Creamy Braised Leeks with White Beans and Artichokes
Adapted from this recipe in EatingWell
Serves 4 as a main course
Add a French baguette and a salad, and you’ve got a homey dinner you can share with friends. Oh, and I’d throw in a bottle of wine too, if I could get my hands on one. In my mind, dinner guests are an excuse to drink wine. (Don’t tell my friends—they’ll think I’m using them.)
4 large leeks
6 cloves garlic, peeled
1/2 tsp. dried thyme
2 cups vegetable stock
About 1 tbsp. extra-virgin olive oil
1 15-oz. can white beans, drained and rinsed
1 15-oz. can artichoke hearts, rough parts trimmed away and hearts sliced in half
1/2 cup heavy cream
1/2 tsp. salt
Freshly ground black pepper, to taste
1) Preheat the oven to 425 degrees F.
2) Prep the leeks. Trim away a few inches of the top, then slice off the root. Rinse the leeks by fanning the layers with your fingers to wash away any dirt that’s trapped in between them. Lay the leeks in a large baking dish. I used a 3-quart gratin dish; the original recipe called for a 9x13-inch dish.
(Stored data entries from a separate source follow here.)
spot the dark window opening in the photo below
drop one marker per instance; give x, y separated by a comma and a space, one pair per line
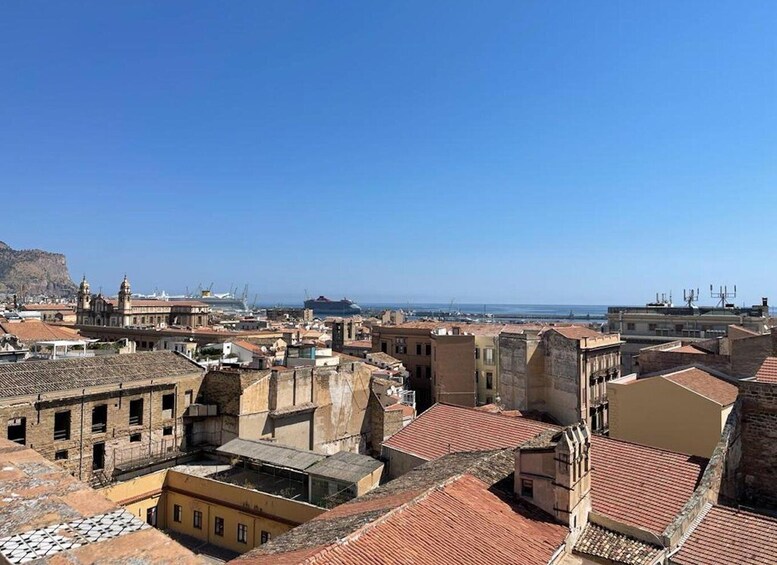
17, 430
62, 425
136, 412
98, 456
99, 419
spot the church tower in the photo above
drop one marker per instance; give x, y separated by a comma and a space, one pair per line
83, 303
125, 297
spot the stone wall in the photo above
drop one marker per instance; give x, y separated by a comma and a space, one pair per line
757, 474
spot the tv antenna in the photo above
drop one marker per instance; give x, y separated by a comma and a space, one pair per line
690, 296
723, 295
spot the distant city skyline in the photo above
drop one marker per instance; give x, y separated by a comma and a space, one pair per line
549, 153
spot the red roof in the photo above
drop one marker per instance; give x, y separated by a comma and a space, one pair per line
640, 485
635, 484
444, 428
703, 383
742, 537
463, 522
768, 371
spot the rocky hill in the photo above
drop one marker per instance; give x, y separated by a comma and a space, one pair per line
33, 272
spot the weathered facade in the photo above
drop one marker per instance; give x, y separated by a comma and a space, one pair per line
324, 409
95, 415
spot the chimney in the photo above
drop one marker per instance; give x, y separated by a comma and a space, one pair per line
553, 473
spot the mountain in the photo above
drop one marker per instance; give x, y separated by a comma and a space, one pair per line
33, 272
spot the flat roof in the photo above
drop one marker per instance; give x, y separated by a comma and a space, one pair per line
272, 454
346, 467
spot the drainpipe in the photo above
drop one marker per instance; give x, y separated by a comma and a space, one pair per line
81, 440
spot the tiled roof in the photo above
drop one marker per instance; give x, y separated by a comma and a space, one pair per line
576, 332
33, 377
689, 349
768, 371
425, 517
635, 484
705, 384
445, 429
35, 330
614, 547
640, 485
728, 535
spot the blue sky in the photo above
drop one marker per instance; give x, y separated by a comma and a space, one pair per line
529, 152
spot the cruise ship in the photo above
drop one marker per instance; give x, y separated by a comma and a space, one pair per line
323, 306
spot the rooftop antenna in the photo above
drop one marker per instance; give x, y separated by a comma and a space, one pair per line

3) Nestle the garlic cloves among the leeks. Sprinkle the thyme on top. Pour the vegetable stock over everything. Drizzle the olive oil over the leeks, especially any pieces that aren’t submerged in stock. Cover the dish with a piece of foil, and tuck it in the oven for 30 minutes. Remove the foil and bake for another 10 minutes.
4) Meanwhile, prep the white beans and artichokes as described above. After the leeks have braised for 40 minutes, remove the baking dish from the oven. Scatter the white beans over the leeks, then dot the artichoke hearts among the leeks and beans. Whisk the salt into the cream (it might not all dissolve—it’s okay), then pour the salted cream over everything. Grind a generous amount of pepper over the whole thing, then tuck it back into the oven for 20 minutes, or a bit longer if the sauce looks soupy.
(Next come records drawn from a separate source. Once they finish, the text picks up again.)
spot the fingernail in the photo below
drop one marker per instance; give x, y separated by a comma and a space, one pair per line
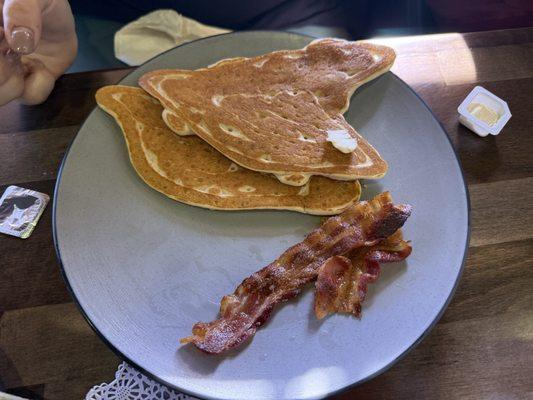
22, 39
12, 56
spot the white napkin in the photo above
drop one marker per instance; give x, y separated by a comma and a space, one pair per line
156, 32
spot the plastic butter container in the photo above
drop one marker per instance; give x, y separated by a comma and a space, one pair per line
483, 112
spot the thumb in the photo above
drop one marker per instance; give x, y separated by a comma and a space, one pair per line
22, 24
38, 83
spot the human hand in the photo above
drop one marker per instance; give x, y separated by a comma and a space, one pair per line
37, 44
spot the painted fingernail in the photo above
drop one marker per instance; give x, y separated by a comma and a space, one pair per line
22, 39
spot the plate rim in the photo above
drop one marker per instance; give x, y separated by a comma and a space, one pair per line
386, 367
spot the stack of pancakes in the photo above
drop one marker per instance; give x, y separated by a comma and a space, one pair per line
251, 133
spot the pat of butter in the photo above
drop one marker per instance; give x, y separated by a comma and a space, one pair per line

5) Bring the dish to the table and serve. Serving braised leeks is a little awkward; I used my tongs to pull out the leeks, then I used a ladle to spoon the creamy sauce, white beans, and artichokes over the leeks.
Notes for the next time:
I really love the creamy element in this dish, but when eating the leftovers for lunch today, I realized that it’s almost too creamy for my taste. Next time, I think I’m going to make a substantial change by cutting the cream in half. The other major change is that I’m going to borrow a note from the first time I tried to make braised leeks by adding some wine to the braising liquid. I’ve listed these suggestions below to help myself remember. (Wait, what were we talking about? I forgot.)
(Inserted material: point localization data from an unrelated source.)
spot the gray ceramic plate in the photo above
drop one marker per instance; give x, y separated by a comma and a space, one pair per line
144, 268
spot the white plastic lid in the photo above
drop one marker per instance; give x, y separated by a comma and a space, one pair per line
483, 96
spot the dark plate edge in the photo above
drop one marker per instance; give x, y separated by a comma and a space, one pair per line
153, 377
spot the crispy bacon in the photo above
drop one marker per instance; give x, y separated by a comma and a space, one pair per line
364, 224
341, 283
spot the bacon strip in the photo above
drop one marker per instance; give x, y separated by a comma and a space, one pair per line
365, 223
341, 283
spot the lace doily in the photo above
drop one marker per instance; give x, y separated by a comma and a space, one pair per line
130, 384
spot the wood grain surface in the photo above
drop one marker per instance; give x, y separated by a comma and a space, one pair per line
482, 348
Step 2: Trim the leeks, but keep only the white and pale green parts. Save the darker green parts for soup or another preparation that will cook them into submission.
Step 3: I’m still concerned about too much of the braising liquid cooking off too fast, so next time, I’d like to try the 40-minute step by covering the dish for the first 20 minutes, then uncovering for 20.
Step 4: Instead of 1/2 cup cream, I want to try 1/4 cup cream and 2 tbsp. dry white wine. I could even see 1/4 cup wine being delicious, but I’d start with 2 tbsp. first.